Ainda assim, eternal sunshine transcende o término de um relacionamento e se torna uma reflexão sobre o fim de um ciclo. Nesse caso, mais especificamente a chegada dos 30 anos para Ariana Grande, como é revelado no interlúdio narrado pela astróloga Diane Garland. A frase presente na faixa “Está na hora de você cair na real e descobrir quem realmente é” resume essa sensação de ruptura com o passado e a busca por uma nova identidade. É como acordar de um longo sonho, com novas percepções sobre o mundo e sobre si mesmo. Esse processo de amadurecimento implica em entender seus verdadeiros desejos, limites e valores, construindo uma nova fase de vida com base em uma autoconsciência mais profunda.
Além de participar da produção de todas as faixas, Ariana Grande contribuiu significativamente para a composição das músicas, dessa vez, com um número reduzido de co-compositores. É possível observar também que a abordagem vocal da intérprete de Dangerous Woman nesse álbum difere de seus projetos anteriores, com menos ênfase em alcançar grandes notas e mais foco em expressar uma voz vulnerável, sem excesso de efeitos. Em i wish i hated you, a mais emotiva do disco, é possível ouvir a influência do choro em sua voz, proporcionando uma maior riqueza de detalhes à faixa. Esses aspectos destacam a importância de artistas comprometidos nesta era da Música, na qual os ouvintes valorizam a autenticidade e a presença total do intérprete no processo de criação, resultando em trabalhos mais identificáveis e verdadeiros.

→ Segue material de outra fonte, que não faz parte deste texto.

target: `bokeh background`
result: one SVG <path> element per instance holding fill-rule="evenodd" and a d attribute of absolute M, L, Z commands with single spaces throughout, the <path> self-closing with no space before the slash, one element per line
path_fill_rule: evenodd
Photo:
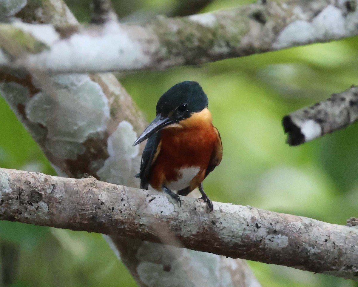
<path fill-rule="evenodd" d="M 216 0 L 195 12 L 254 1 Z M 89 0 L 66 2 L 81 21 Z M 124 21 L 190 14 L 181 0 L 113 3 Z M 358 84 L 358 38 L 165 71 L 118 74 L 148 121 L 159 97 L 199 82 L 220 132 L 223 161 L 205 180 L 212 200 L 345 224 L 358 208 L 358 125 L 291 147 L 282 116 Z M 41 150 L 0 97 L 0 166 L 55 174 Z M 0 221 L 3 286 L 131 286 L 134 280 L 98 234 Z M 263 286 L 357 286 L 349 281 L 249 262 Z M 0 285 L 1 286 L 1 285 Z"/>

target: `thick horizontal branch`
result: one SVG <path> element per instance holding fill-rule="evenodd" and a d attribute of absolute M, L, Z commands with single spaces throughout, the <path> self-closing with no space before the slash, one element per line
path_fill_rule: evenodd
<path fill-rule="evenodd" d="M 343 129 L 358 120 L 358 86 L 285 116 L 282 123 L 287 143 L 297 145 Z"/>
<path fill-rule="evenodd" d="M 0 219 L 165 243 L 358 279 L 358 229 L 250 206 L 0 169 Z M 173 241 L 168 240 L 171 237 Z M 162 238 L 161 238 L 162 239 Z M 174 242 L 175 241 L 175 242 Z"/>
<path fill-rule="evenodd" d="M 262 3 L 142 25 L 2 24 L 0 66 L 59 72 L 161 69 L 358 35 L 356 0 Z"/>

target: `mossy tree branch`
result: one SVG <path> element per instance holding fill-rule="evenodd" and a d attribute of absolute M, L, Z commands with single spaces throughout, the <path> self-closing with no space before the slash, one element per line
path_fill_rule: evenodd
<path fill-rule="evenodd" d="M 0 219 L 182 246 L 358 280 L 358 229 L 163 193 L 0 169 Z M 168 236 L 168 234 L 170 234 Z"/>
<path fill-rule="evenodd" d="M 96 3 L 102 7 L 108 1 Z M 6 37 L 2 37 L 0 66 L 83 72 L 202 64 L 358 35 L 357 7 L 356 0 L 272 0 L 188 16 L 158 17 L 142 25 L 112 20 L 102 26 L 54 29 L 15 23 L 12 30 L 1 24 L 0 35 Z M 41 51 L 21 45 L 21 39 L 29 35 L 38 42 L 37 47 L 43 46 Z M 7 41 L 18 43 L 16 51 L 22 52 L 13 54 Z"/>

Embora eternal sunshine marque o fim de um ciclo para Ariana Grande, os próximos passos da artista ainda são incertos. Uma possível turnê para divulgar o álbum foi mencionada, mas sem datas ou locais confirmados, e o filme musical de Wicked, no qual a atriz interpreta Glinda, ainda vai demorar um pouco para chegar nos cinemas. No entanto, a mensagem final é clara: apagar as memórias, como Joel e Clementine fizeram, pode parecer o caminho mais fácil, mas o processo de superação é essencial para o nosso amadurecimento. Ao invés de negar as dores e perdas do passado, Grande nos convida a abraçá-las e aprender com elas.